03:27Toujours là parce que d'abord, Marine Le Pen, elle perd, mais elle conforte son avance.
03:33C'est-à-dire que chaque fois, elle réalise un score qui est plus important que le précédent.
03:37En fait, la question sur Marine Le Pen, c'est de savoir si aujourd'hui, un jour, elle va gagner.
03:42Alors là, on n'a pas de boule de cristal. On ne peut faire aucun pronostic.
03:46En plus, vous le savez, la situation actuelle est quand même très compliquée.
03:49On ne sait pas quand aura lieu la prochaine présidentielle.
03:52Est-ce que c'est dans un an ? Est-ce que c'est dans trois ans ?
03:54Mais en tout cas, pour elle, la notion d'échec n'existe pas.
03:57D'ailleurs, il y a un truc qui est extrêmement significatif.
04:00C'est que lorsqu'elle perd, elle dit notre résultat est une victoire.
04:05Et là, on voit qu'elle, comme d'autres, d'ailleurs, comme Jean-Luc Mélenchon,
04:09comme aussi Ségolène Royal, ne prononce jamais le mot d'échec.
04:13L'échec, elle sait en faire quelque chose de positif et on le disait, elle continue à avancer.
04:17Il y a aussi le chapitre des mauvais perdants. On ne va pas se priver pour en parler non plus.
04:20C'est comme dans tous les sports.
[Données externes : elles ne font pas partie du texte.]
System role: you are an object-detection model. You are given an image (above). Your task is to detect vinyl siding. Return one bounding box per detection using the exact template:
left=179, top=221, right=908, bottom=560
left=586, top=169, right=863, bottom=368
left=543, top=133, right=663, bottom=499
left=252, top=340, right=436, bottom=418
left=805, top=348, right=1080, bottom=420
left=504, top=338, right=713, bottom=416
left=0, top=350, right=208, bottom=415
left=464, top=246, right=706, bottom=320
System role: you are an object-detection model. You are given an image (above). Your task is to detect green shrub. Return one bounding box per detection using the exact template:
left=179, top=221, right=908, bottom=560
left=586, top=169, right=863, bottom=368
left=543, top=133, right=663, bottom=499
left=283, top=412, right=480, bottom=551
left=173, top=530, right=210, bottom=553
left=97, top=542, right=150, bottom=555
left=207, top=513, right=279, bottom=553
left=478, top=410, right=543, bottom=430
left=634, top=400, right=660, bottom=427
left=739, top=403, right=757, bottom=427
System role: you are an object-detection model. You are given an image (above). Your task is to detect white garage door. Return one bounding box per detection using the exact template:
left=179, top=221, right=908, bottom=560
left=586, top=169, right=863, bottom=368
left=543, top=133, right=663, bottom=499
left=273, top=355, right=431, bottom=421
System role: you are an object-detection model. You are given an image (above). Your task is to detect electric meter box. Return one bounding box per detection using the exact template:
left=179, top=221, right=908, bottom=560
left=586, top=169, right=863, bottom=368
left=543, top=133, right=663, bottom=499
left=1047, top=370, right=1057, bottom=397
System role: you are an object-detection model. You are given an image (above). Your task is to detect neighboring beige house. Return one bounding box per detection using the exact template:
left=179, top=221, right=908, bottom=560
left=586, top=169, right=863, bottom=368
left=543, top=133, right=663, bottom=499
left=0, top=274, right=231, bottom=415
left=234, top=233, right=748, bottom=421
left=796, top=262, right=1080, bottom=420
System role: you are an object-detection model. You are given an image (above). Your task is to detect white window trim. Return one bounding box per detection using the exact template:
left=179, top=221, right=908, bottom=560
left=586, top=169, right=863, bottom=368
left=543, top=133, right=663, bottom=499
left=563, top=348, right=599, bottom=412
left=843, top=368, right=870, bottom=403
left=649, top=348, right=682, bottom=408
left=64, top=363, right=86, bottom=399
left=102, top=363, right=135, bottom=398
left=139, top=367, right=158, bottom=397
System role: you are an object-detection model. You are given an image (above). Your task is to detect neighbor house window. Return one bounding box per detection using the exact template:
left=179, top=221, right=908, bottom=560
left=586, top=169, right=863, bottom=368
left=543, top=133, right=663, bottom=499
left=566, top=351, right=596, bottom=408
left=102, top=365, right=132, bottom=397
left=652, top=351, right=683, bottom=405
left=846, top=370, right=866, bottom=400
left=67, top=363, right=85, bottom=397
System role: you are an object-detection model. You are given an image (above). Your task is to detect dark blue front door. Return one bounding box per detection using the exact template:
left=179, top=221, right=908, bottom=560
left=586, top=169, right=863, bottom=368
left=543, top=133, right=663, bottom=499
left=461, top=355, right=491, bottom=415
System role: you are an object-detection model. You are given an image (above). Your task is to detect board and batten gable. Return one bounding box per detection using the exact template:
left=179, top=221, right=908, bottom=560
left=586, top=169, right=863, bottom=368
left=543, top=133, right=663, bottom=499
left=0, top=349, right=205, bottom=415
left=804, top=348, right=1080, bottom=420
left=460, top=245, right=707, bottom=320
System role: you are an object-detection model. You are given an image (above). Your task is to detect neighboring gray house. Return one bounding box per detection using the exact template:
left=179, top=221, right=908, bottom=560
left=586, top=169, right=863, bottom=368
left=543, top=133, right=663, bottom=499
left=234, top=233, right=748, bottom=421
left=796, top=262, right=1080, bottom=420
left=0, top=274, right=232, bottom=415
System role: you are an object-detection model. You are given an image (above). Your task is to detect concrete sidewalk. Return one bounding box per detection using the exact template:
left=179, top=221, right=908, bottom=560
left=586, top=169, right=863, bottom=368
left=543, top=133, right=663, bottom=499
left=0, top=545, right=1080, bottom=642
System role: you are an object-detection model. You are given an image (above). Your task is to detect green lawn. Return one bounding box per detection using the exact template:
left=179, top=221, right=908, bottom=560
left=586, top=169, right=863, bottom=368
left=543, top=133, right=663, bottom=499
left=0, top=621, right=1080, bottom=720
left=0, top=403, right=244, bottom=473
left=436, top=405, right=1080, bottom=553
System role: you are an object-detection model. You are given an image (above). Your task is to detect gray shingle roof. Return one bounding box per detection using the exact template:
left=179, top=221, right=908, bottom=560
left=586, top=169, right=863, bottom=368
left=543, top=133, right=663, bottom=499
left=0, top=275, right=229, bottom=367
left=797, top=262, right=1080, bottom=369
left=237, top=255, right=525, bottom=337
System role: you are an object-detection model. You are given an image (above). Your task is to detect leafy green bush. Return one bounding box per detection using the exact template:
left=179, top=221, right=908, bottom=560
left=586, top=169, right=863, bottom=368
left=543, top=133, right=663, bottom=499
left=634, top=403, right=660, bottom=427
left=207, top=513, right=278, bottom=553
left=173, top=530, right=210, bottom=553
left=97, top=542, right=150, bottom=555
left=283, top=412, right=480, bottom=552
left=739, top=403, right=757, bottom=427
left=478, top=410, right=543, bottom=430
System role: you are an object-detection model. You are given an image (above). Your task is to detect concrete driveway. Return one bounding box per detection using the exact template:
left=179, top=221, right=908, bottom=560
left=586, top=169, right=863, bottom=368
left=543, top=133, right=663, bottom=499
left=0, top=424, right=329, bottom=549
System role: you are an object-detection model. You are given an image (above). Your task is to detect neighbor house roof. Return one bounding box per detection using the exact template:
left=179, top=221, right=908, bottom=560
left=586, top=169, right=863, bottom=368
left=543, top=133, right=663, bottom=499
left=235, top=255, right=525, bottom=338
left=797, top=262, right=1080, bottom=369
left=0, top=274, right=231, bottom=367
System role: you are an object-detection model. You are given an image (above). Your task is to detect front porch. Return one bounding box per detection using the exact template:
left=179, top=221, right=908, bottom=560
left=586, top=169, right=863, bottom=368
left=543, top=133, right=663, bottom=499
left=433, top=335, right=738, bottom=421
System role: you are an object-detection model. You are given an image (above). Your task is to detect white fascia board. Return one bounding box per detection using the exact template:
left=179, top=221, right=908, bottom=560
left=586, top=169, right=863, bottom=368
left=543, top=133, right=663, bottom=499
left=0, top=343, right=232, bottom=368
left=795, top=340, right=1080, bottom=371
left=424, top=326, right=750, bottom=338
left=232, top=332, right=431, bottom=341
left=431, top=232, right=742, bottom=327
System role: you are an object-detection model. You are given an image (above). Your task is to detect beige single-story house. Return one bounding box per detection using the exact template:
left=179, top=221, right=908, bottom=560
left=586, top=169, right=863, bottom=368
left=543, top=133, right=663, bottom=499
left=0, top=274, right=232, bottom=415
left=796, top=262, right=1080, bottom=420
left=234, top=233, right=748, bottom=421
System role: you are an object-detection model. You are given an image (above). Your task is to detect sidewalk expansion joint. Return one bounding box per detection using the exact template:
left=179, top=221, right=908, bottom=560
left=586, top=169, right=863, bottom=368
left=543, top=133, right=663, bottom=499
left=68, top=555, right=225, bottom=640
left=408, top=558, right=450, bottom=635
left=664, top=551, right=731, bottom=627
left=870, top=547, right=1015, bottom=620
Valérie Giscard d'Estaing, Lionel Jospin, notamment,
04:24pourquoi c'est des mauvais perdants ?
04:25Ce sont des mauvais perdants parce que d'abord, ils n'acceptent pas le fait d'avoir perdu
04:30et ils ressentent ça comme une profonde injustice.
04:32Mais au lieu de s'interroger en se disant, finalement, qu'est-ce qu'on a mal fait ?
04:36Est-ce qu'on aurait dû mener une autre campagne ? Non.
04:39Pour eux, la faute, elle est sur les autres.
04:42C'est un peu facile, ça.
04:43Comment ?
04:44C'est un peu facile de rejeter la faute.
04:45C'est un peu facile, mais néanmoins, c'est quand même ce qui se passe.
04:49Et là, quand vous êtes persuadés que vous allez gagner,
04:52enfin, Lionel Jospin, il en est absolument persuadé.
04:55On raconte avec Elisabeth une scène dans le livre,
04:58qui est une scène où il est interviewé par une télévision quelques temps avant le scrutin,
05:03mais il est totalement inenvisageable, pour lui, une seconde de perdre.
05:08Il perd.
05:09Dernière question, quel est le perdant, bon ou mauvais,
05:11que vous rêveriez d'avoir dans votre prochain livre, par exemple,
05:14et qu'il n'a pas encore parlé ?
05:15Ça, c'est une bonne question, parce qu'il y en a beaucoup.
05:18Il y en a beaucoup.
05:20D'abord, tout le monde aujourd'hui ne souhaite pas…
05:25C'est dur de parler de l'échec.
05:26Mais pour une raison aussi qui est très liée à la politique en France.
05:30C'est-à-dire qu'en France, ça reste un sujet tabou.
05:32En France, quand vous perdez, vous êtes un looser.
05:34C'est très différent de ce qui se passe aux États-Unis,
05:37où au contraire, l'échec est magnifié, glorifié en France.
05:41Emmanuel Macron, pour répondre à cette question, ça pourrait être un beau personnage de défaite.
05:45Si Emmanuel Macron veut répondre à nos questions, nous serions absolument enchantés.
05:49Merci, merci beaucoup Catherine Monjean d'avoir accepté de répondre à nos questions.
05:53Le titre de votre livre, L'art de perdre en politique, de Giscard à Macron,
05:56Les politiques face à l'échec, c'est aux éditions Stock.